Posted on: Thursday, March 24, 2005

Colorado prison firings renew Hawai'i concerns

By Kevin Dayton
Advertiser Big Island Bureau

The firings of six employees of a Colorado prison with criminal records has prompted a renewed call for officials here to launch an investigation into the facility, which houses Hawai'i inmates.

The employees at Brush Correctional Facility had convictions for charges such as domestic violence, child abuse and harassment, according CBS 4 News in Denver.

It was not clear when the firings took place at the prison northeast of Denver, but they apparently are not related to an investigation of prison sexual misconduct. In that investigation, two former guards have been charged with having sexual contact with two Hawai'i inmates, and the former prison warden was charged as an accomplice.

Kat Brady, coordinator of the Community Alliance on Prisons in Hawai'i, yesterday urged state prison officials to immediately conduct a thorough investigation of the facility.

In a letter sent yesterday to Rick Bissen, interim director of the state Department of Public Safety, Brady noted the latest revelations about the prison staff, and said her organization "is deeply concerned about the safety of our female inmates in the Brush prison."

Bissen said he has not yet seen Brady's letter, but the department does not plan to launch a new investigation into problems at Brush. The sexual misconduct allegations have been investigated and are being prosecuted by Colorado authorities, Bissen said.

"We are satisfied with the investigation that has occurred thus far and the actions that are being taken," he said.

About 70 women inmates from Hawai'i are serving their sentences at the Colorado prison. Brush is a 250-bed medium-security prison.
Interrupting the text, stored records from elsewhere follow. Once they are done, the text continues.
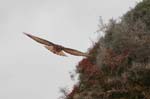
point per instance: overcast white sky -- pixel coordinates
(28, 70)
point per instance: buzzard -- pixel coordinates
(55, 48)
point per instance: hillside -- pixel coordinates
(119, 66)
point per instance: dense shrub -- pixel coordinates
(119, 65)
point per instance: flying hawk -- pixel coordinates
(56, 49)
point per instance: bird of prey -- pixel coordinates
(56, 49)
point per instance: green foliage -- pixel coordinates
(119, 65)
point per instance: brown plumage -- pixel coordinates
(56, 49)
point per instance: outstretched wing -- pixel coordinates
(51, 48)
(40, 40)
(75, 52)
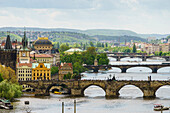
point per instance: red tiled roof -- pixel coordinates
(41, 55)
(25, 64)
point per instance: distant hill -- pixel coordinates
(12, 36)
(81, 35)
(110, 32)
(121, 38)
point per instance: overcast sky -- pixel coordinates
(141, 16)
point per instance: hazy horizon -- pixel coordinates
(140, 16)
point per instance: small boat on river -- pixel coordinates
(5, 104)
(159, 107)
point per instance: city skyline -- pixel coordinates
(141, 16)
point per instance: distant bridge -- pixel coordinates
(153, 67)
(143, 56)
(111, 87)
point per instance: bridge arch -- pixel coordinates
(134, 58)
(132, 85)
(86, 87)
(55, 84)
(163, 90)
(148, 69)
(162, 68)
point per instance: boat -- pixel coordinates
(5, 104)
(159, 107)
(56, 92)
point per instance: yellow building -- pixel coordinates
(64, 69)
(41, 71)
(24, 73)
(42, 44)
(72, 50)
(43, 58)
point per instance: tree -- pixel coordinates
(1, 78)
(10, 90)
(91, 44)
(168, 37)
(67, 76)
(63, 47)
(134, 48)
(58, 45)
(160, 53)
(84, 46)
(54, 70)
(106, 44)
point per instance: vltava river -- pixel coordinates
(130, 100)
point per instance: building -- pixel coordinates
(24, 73)
(72, 50)
(165, 47)
(24, 52)
(43, 45)
(151, 38)
(64, 69)
(43, 58)
(41, 71)
(8, 55)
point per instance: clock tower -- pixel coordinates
(24, 53)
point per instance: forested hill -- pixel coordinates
(69, 37)
(121, 38)
(90, 32)
(12, 35)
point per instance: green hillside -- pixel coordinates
(121, 38)
(110, 32)
(70, 37)
(12, 36)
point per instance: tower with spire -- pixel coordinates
(24, 53)
(24, 41)
(8, 55)
(8, 44)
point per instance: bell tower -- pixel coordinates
(24, 53)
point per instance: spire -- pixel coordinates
(8, 44)
(24, 40)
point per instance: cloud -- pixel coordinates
(142, 16)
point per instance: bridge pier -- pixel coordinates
(154, 70)
(118, 58)
(110, 93)
(167, 58)
(95, 70)
(149, 93)
(41, 92)
(76, 92)
(123, 70)
(143, 58)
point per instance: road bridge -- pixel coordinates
(111, 87)
(143, 57)
(153, 67)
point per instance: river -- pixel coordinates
(94, 101)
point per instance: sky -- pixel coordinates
(141, 16)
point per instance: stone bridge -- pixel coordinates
(118, 57)
(111, 87)
(153, 67)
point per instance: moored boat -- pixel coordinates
(5, 104)
(159, 107)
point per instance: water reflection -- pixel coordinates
(94, 101)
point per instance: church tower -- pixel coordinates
(24, 53)
(8, 44)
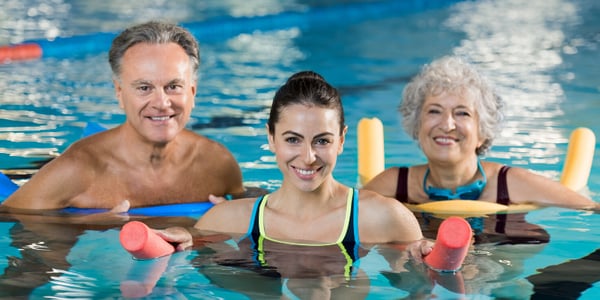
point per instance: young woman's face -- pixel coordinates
(306, 142)
(449, 129)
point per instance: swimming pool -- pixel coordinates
(541, 54)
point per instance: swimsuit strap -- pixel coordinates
(503, 198)
(402, 185)
(502, 194)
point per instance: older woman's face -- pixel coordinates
(449, 129)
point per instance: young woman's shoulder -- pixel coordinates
(228, 217)
(384, 219)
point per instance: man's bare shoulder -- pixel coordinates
(201, 142)
(228, 217)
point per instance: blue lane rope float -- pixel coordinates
(223, 27)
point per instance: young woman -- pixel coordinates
(306, 132)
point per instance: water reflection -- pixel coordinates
(519, 44)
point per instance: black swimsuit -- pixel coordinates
(525, 232)
(402, 186)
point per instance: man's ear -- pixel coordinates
(118, 92)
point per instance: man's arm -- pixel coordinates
(51, 187)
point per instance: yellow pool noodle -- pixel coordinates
(370, 149)
(578, 161)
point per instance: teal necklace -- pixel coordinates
(470, 191)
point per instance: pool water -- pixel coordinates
(542, 54)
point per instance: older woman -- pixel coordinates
(453, 113)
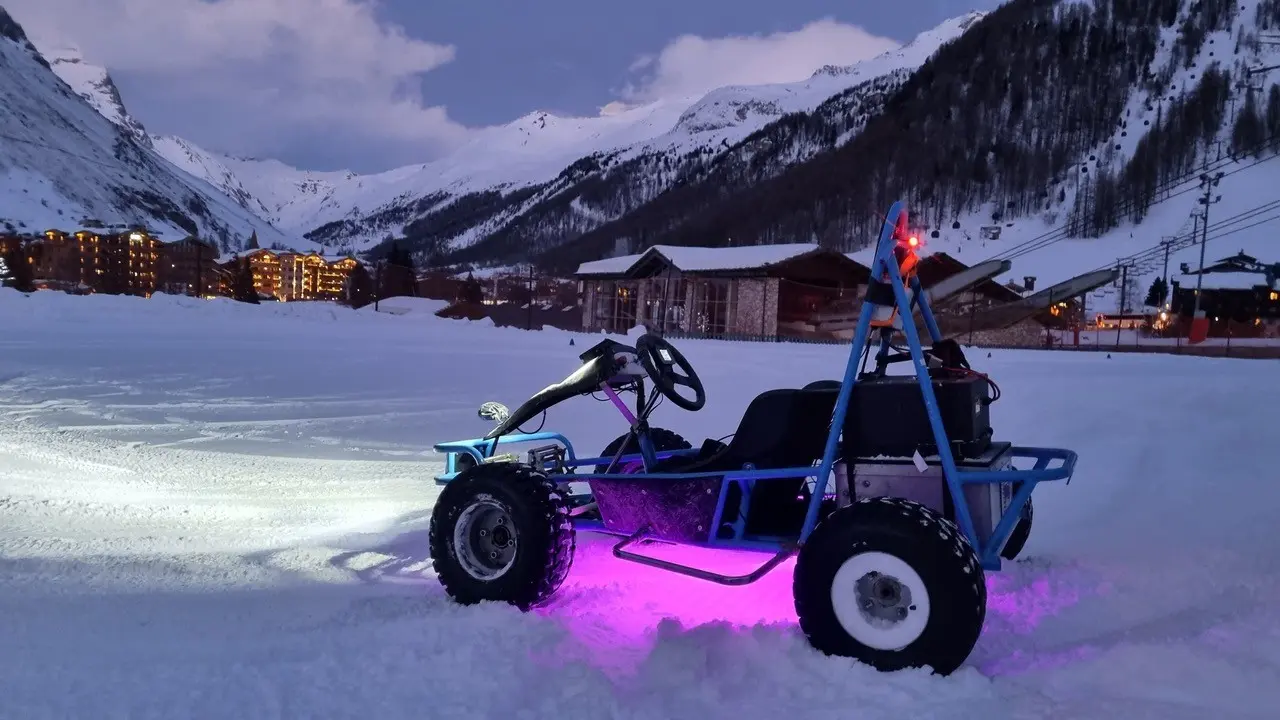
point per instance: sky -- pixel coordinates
(373, 85)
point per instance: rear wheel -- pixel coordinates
(892, 584)
(662, 440)
(501, 532)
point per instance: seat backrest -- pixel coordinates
(782, 428)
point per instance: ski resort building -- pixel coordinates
(800, 292)
(1237, 292)
(188, 267)
(288, 276)
(752, 292)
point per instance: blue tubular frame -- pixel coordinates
(885, 265)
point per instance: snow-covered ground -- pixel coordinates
(210, 509)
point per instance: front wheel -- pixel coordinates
(892, 584)
(501, 532)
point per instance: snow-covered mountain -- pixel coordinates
(74, 158)
(508, 171)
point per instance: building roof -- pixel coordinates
(689, 259)
(1224, 281)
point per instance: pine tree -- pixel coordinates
(242, 285)
(471, 291)
(1249, 128)
(360, 287)
(1274, 113)
(1157, 294)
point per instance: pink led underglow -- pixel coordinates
(617, 613)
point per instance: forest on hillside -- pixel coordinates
(1011, 114)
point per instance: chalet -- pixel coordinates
(753, 291)
(188, 267)
(1233, 290)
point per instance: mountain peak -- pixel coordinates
(94, 83)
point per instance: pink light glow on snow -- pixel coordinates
(617, 614)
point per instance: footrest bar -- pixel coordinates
(622, 554)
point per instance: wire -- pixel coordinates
(539, 425)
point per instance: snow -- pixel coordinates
(64, 163)
(1243, 219)
(214, 509)
(533, 149)
(704, 259)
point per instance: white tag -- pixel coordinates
(919, 461)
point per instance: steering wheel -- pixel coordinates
(659, 359)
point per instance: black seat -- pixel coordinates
(781, 428)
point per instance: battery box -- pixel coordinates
(887, 417)
(882, 477)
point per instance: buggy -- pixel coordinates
(890, 491)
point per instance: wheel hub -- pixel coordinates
(485, 541)
(883, 597)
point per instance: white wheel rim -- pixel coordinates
(874, 627)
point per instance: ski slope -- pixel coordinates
(219, 510)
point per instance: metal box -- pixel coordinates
(891, 477)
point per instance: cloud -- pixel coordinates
(257, 76)
(691, 65)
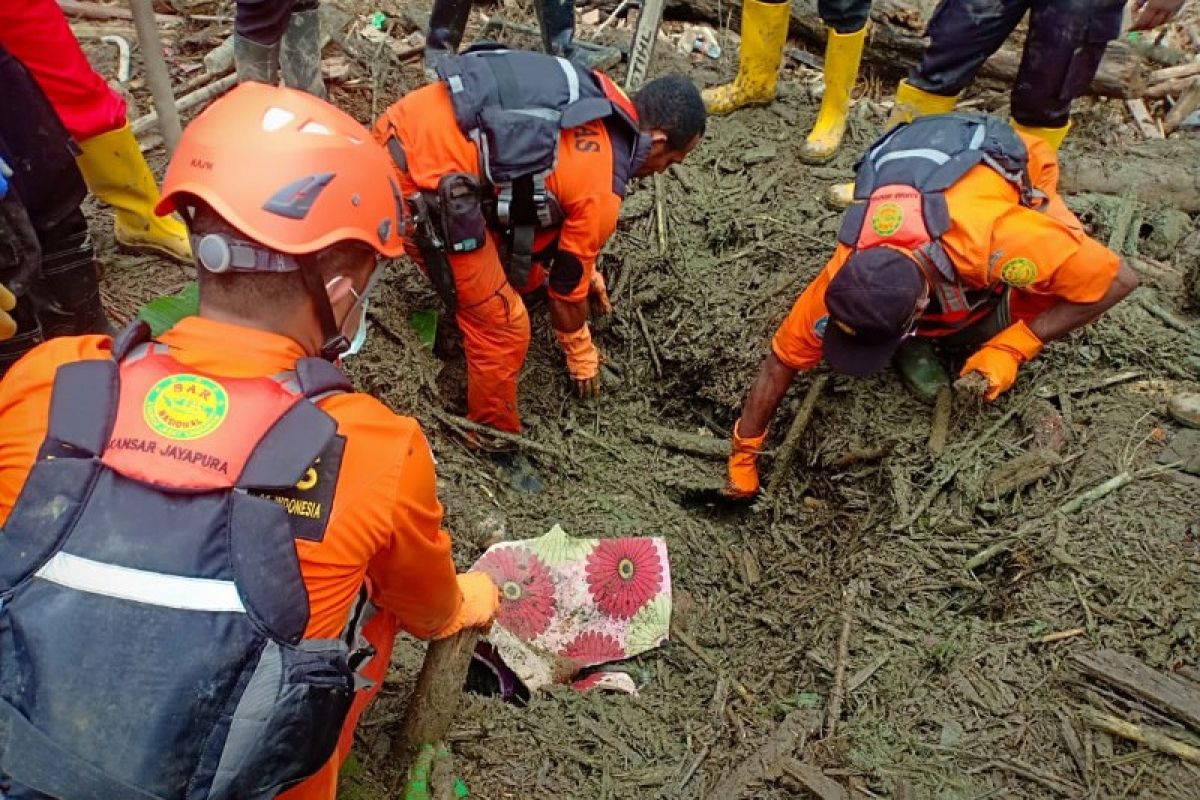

Hawai'i first placed inmates there last year.

Gil Walker, president of GRW Corp., the Tennessee-based company that operates the prison, said criminal background checks were never completed on the employees and they never should have been hired, according to the television station.

Bissen said it was "regrettable" that the prison failed to complete the employee background checks, but noted the prison employees with the criminal histories are not the same workers who were fired for alleged sexual misconduct.

Hawai'i is paying $30 million annually to house more than 1,600 men and women in privately run prisons in Oklahoma, Mississippi, Colorado and Arizona because of the state's crowded prison system.

Colorado authorities say prison staff engaged in sexual misconduct with two Hawai'i inmates, two from Colorado and four from Wyoming.

Brush Warden Rick Soares resigned from the prison in February, and later was charged as an accomplice in one of the sexual misconduct cases. Two corrections officers also were charged.

It is a felony in Colorado for prison staff to have sexual contact with inmates regardless of whether the sex is consensual or not.